Unbekannte haben in Hepberg im bayerischen Landkreis Eichstätt eine noch unbewohnte Flüchtlingsunterkunft angezündet. Die Täter hätten den Wohncontainer mit Grill- oder Ofenanzünder in Brand gesetzt, teilte die Polizei mit. Dadurch seien großflächige Schäden entstanden, auch im Innenraum. Zehn bis Zwölf Personen hätten den Container demnächst beziehen sollen.
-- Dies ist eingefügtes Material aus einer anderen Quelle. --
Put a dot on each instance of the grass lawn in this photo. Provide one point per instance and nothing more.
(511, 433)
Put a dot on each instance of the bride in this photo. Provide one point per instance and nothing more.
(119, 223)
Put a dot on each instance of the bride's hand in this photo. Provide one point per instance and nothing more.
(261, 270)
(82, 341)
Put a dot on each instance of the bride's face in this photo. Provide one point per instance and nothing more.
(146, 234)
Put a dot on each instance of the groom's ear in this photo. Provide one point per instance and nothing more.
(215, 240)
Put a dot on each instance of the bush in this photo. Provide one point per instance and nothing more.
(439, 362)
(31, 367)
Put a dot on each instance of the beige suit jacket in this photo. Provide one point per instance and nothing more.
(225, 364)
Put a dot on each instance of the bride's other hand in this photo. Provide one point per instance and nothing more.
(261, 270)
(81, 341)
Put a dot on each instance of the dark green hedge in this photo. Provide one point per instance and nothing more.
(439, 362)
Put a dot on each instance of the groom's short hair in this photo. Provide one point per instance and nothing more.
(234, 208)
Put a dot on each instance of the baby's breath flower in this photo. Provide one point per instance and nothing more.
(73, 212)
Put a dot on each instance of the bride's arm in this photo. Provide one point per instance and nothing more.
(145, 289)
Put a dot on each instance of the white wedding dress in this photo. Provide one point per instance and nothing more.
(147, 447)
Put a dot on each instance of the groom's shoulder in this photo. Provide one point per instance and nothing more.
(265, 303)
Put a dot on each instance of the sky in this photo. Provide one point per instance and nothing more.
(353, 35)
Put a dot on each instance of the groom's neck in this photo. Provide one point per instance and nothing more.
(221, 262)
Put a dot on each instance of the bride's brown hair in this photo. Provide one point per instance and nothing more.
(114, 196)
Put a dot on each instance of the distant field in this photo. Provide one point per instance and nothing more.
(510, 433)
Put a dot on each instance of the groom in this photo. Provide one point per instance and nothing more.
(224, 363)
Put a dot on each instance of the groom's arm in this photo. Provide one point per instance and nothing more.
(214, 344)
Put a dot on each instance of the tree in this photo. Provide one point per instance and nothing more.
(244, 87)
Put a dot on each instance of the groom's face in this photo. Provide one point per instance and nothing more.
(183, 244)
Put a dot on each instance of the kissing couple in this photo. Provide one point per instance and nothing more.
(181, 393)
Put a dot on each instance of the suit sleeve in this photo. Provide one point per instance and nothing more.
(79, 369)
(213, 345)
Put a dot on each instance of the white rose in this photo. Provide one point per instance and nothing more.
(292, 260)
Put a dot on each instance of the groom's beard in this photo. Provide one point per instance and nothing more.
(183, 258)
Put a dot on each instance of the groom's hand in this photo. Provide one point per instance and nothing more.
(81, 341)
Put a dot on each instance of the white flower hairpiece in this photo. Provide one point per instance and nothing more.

Der Sachschaden beläuft sich auf etwa 10.000 Euro.

Der Tatzeitpunkt ist bislang unbekannt, der Schaden wurde der Polizei am Donnerstag gemeldet. Der Container war zuletzt von Bauarbeitern genutzt worden. Seit Dezember vergangenen Jahres seien die Container unbewohnt und am 17. März zum letzten Mal überprüft worden, berichtet der Bayerische Rundfunk.


Der Anschlag ist bereits der dritte Angriff auf ein für Flüchtlinge vorgesehenes Gebäude in dieser Woche. Anfang der Woche hatten Unbekannte in Moers Hassparolen und Hakenkreuze an die Wand eines ehemaligen Hotels geschmiert, das die Stadt zur Unterbringung von Flüchtlingen vorgesehen hatte. In der Nacht zum Donnerstag wurde in Solingen eine Flüchtlingsunterkunft mit Hakenkreuzen beschmiert.  

Außerdem waren in Hamburg und Berlin Flüchtlingsstätten in Brand geraten. Anders als bei dem Brand einer Unterkunft in Tröglitz konnte ein fremdenfeindlicher Hintergrund in diese Fällen bisher jedoch nicht festgestellt werden.